Cité par l’agence de presse irakienne INA, le vice-ministre administratif du département, Iktifaa Al-Hasnaoui, a indiqué que « l’Irak est engagé au niveau international à déclarer le pays exempt de mines et de restes de guerre d’ici la fin 2028 ».
Elle a précisé que « cet engagement fait face à des défis dans un contexte marqué par l’absence de financements », déplorant la suspension par des pays de leur soutien international au programme de déminage.
La responsable a ajouté que le dossier des mines et des restes explosifs repose principalement sur l’effort national et certains projets d’investissement, soulignant qu' »une attention particulière et réelle » doit être accordée à cette question à travers « des allocations financières et un soutien logistique à l’effort national ».
L’Irak demeure confrontée à de graves risques liés aux mines et restes de guerre.
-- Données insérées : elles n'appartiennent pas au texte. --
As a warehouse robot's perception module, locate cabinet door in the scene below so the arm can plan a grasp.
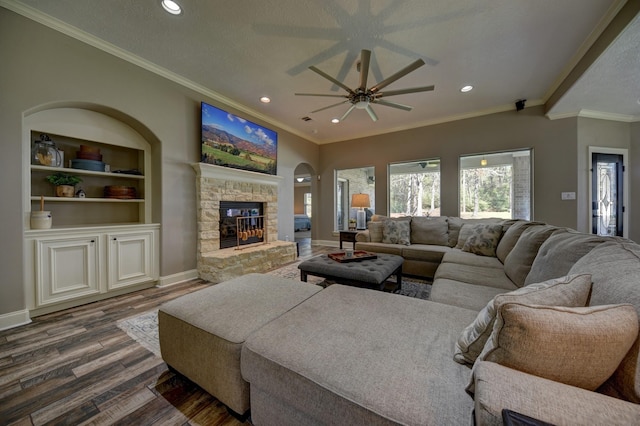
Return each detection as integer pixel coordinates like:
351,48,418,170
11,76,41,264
107,231,157,290
35,236,100,306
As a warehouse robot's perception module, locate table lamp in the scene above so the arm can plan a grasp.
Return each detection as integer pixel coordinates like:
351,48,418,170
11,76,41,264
351,194,371,229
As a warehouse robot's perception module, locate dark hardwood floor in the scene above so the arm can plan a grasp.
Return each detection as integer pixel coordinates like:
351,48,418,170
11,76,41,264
0,239,328,425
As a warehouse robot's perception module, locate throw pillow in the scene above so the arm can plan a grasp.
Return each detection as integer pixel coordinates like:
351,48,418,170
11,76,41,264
382,220,411,246
367,222,382,243
453,274,591,364
467,303,638,393
462,224,502,257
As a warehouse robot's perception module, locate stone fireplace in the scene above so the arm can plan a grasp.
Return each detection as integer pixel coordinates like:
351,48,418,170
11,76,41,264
193,163,296,283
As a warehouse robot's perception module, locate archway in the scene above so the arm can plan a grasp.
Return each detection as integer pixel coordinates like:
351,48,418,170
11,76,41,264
293,163,316,252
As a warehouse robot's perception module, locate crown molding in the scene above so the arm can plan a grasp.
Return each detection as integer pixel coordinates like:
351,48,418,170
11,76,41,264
0,0,310,140
547,109,640,123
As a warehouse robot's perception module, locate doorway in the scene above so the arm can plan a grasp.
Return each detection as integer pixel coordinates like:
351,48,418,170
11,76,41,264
591,152,626,237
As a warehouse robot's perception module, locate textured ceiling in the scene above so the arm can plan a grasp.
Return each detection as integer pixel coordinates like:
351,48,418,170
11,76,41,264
5,0,640,143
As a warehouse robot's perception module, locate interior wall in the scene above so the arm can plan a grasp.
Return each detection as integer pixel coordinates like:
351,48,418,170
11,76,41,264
576,117,633,232
0,8,319,315
629,122,640,242
293,185,311,214
314,106,577,240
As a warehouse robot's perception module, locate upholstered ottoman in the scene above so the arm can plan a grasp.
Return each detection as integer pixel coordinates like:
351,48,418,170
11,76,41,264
158,274,322,415
298,253,404,290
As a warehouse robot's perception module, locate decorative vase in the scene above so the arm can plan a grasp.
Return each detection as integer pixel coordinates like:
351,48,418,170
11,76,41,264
56,185,76,197
31,211,51,229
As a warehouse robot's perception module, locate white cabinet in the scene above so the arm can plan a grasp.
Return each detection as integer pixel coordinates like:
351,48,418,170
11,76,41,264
107,230,157,290
23,108,160,316
34,234,100,306
25,224,160,315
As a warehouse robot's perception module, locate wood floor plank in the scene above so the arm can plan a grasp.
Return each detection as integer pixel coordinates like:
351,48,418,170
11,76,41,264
0,253,324,426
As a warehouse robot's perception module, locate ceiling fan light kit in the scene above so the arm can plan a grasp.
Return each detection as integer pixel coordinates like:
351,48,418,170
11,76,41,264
296,49,435,122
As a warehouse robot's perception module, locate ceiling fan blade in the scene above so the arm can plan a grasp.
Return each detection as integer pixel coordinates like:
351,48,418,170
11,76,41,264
376,86,436,98
309,65,353,93
340,105,356,121
371,59,424,93
358,49,371,91
294,93,349,98
365,105,378,121
375,100,413,111
309,100,349,114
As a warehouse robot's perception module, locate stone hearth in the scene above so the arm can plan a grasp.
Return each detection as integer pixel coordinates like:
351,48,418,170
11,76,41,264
193,163,296,283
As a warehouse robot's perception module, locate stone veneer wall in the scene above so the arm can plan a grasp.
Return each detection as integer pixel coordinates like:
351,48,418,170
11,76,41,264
193,163,296,283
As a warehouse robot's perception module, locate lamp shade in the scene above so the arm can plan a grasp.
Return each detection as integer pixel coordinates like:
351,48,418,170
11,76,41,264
351,194,371,208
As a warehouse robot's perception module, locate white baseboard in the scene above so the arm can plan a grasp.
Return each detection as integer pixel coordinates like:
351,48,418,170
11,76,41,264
0,309,31,330
156,269,198,287
311,240,340,247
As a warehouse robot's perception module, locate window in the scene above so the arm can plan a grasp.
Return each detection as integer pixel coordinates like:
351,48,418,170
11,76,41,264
460,149,533,220
334,167,376,231
389,159,440,217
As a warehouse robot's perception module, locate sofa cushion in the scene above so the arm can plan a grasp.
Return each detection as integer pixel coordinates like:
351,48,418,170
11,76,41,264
524,230,611,285
411,216,449,246
241,284,475,425
429,278,508,312
469,302,638,392
442,249,503,269
569,242,640,403
504,225,560,287
474,361,640,426
356,242,407,256
496,220,545,263
452,274,591,364
447,216,504,249
367,221,382,243
433,263,518,291
402,243,451,263
462,223,502,257
382,219,411,246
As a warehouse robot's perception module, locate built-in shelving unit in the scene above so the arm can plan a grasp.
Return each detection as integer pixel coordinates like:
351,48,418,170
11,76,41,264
23,108,160,316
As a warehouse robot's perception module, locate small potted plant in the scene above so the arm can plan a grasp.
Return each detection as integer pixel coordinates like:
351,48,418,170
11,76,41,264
47,173,82,197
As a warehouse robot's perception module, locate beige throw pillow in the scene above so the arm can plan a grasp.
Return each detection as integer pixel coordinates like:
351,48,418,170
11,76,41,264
382,219,411,246
467,303,638,392
462,224,502,257
453,274,591,364
367,222,382,243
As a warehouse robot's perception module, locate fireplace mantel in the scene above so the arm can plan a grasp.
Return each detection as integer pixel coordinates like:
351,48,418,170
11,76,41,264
192,163,296,283
191,163,283,186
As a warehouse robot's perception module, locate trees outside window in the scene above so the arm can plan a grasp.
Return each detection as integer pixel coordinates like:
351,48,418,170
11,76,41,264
334,167,376,231
389,159,440,217
459,149,533,220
Plus de 2.700 kilomètres carrés de terres restent contaminés, selon un communiqué publié en avril 2025 par le Fonds des Nations unies pour l’enfance (UNICEF).
Au cours des cinq dernières années, au moins 314 enfants irakiens ont été tués ou blessés par des mines et restes explosifs de guerre qui entravent la croissance économique, limitent l’accès à l’éducation et aux moyens de subsistance et empêchent des centaines de familles déplacées de regagner leurs régions en toute sécurité, selon la même source.